Five minutes after, Dick was engaged in cleaning the duelling-pistols, and Andy at his elbow, with his mouth wide open, wondering at the interior of the locks which Dick had just taken off.
“ Oh, my heavens! but that's a quare thing, Misther Dick, sir," said Andy, going to take it up.
“ Keep your fingers off it, you thief, do!" roared Dick, making a rap of the turnscrew at Andy's knuckles.
“Sure I'll save you the throuble o' rubbin' that, Misther Dick, if you let me; here's the shabby leather.”
“I wouldn't let your clumsy fist near it, Andy, nor your shabby leather, you villain, for the world. Go get me some oil."
Andy went on his errand, and returned with a can of lamp-oil to Dick, who swore at him for his stupidity: “ The divil fly away with you; you never do anything right; you bring me lamp-oil for a pistol.”
“ Well, sure I thought lamp-oil was the right thing for burnin'.”
“ Choke you, you vagabond !” said Dick, who could not resist laughing, nevertheless ; “ be off, and get me some sweet oil, but don't tell any one what it's for.
Andy retired, and Dick pursued his polishing of the locks.

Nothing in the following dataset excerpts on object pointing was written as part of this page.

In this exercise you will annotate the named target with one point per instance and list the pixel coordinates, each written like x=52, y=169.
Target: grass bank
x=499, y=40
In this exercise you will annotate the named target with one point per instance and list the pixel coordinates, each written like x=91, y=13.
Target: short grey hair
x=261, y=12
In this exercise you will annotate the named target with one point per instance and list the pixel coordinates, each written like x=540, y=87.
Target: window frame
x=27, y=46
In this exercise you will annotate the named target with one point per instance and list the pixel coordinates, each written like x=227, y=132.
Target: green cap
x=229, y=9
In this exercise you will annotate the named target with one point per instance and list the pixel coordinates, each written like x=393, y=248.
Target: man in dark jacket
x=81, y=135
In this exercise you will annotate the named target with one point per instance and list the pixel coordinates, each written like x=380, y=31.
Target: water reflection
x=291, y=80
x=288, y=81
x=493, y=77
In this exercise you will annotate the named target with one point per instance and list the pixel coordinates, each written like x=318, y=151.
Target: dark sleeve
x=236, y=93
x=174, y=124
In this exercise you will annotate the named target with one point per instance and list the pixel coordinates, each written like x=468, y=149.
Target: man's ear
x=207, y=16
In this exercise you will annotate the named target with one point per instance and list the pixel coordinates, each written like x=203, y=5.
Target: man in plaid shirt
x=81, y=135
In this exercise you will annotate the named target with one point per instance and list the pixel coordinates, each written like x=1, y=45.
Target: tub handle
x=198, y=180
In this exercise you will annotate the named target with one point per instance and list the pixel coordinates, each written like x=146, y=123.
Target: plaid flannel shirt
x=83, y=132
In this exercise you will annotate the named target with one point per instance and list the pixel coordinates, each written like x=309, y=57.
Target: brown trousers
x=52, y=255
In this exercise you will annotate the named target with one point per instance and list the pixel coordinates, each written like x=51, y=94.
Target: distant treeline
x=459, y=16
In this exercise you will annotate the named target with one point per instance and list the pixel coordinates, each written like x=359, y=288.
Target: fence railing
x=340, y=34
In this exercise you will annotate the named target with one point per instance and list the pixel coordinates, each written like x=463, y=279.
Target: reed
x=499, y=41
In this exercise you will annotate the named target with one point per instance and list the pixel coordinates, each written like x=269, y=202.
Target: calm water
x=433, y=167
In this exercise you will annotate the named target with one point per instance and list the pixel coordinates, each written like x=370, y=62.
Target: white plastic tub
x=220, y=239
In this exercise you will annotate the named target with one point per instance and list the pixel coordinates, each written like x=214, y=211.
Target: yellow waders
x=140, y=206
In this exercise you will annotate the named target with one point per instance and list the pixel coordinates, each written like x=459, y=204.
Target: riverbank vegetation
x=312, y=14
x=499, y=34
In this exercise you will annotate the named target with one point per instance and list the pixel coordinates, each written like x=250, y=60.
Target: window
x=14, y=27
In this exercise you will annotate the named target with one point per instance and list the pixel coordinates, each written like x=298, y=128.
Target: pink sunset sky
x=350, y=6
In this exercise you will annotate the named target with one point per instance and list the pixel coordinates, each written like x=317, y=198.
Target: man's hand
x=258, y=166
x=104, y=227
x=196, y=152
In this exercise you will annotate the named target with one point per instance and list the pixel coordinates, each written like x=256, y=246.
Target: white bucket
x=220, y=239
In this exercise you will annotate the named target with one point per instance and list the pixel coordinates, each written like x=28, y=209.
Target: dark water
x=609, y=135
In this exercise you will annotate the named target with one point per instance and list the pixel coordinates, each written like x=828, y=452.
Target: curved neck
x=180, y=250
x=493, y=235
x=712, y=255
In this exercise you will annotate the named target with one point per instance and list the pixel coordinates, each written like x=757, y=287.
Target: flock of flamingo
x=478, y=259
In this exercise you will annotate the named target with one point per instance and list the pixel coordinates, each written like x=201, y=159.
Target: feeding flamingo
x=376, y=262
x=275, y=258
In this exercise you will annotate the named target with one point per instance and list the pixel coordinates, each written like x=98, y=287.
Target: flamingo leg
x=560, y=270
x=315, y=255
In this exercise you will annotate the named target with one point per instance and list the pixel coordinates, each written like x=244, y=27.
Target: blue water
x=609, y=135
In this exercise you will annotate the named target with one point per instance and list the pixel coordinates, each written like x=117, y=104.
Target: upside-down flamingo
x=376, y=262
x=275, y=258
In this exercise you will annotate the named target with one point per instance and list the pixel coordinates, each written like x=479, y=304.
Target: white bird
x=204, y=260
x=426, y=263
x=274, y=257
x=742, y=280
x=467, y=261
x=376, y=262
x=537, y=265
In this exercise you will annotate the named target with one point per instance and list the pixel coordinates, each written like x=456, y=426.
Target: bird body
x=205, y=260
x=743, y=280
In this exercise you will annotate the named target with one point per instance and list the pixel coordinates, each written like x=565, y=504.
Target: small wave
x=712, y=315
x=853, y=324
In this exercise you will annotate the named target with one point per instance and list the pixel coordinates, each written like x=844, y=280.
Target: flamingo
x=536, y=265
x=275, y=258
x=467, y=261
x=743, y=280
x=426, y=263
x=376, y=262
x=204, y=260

Why he used such a blundering fellow as Andy for a messenger might be wondered at, only that Dick was fond of fun, and Andy's mistakes were a particular source of amusement to him, and on all occasions when he could have Andy in his company he made him his attendant. When the sweet oil was produced, Dick looked about for a feather; but, not finding one, desired Andy to fetch him a pen. Andy went on his errand, and returned, after some delay, with an inkbottle.
" I brought you the ink, sir, but I can't find a pin.”
“ Confound your numskull! I didn't say a word about ink; I asked for a pen."
“ And what use would a pin be without ink, now I ax yourself, Misther Dick ?”
“I'd knock your brains out if you had any, you omadhaun! Go along and get me a feather, and make haste.”
Andy went off, and, having obtained a feather, returned to Dick, who began to tip certain portions of the lock very delicately with oil.
“ What's that for, Misther Dick, sir, if you plaze?"
“ O Lord! a tumbler—what a quare name for it. I thought there was no tumbler but a tumbler for punch."
“ That's the tumbler you would like to be cleaning the inside of, Andy."
“ Thrue for you, sir. —And what's that little thing you have your hand on now, sir ?”
“ That's the cock.”
“Well, there's some sinse in that name, then ; but who'd think of sitch a thing as a tumbler and a cock in a pistle? And what's that place that opens and shuts, sir ?"
“ The pan.”
“Well, there's sinse in that name too, bekaze there's fire in the thing; and it's as nath'ral to say pan to that as to a fryin'-pan-isn't it, Misther Dick ?" - “Oh! there was a great gunmaker lost in you, Andy," said Dick, as he screwed on the locks, which he had regulated to his mind, and began to examine the various departments of the pistol case, to see that it was properly provided. He took the instrument to cut some circles of thin leather, and Andy again asked him for the name “o' that thing."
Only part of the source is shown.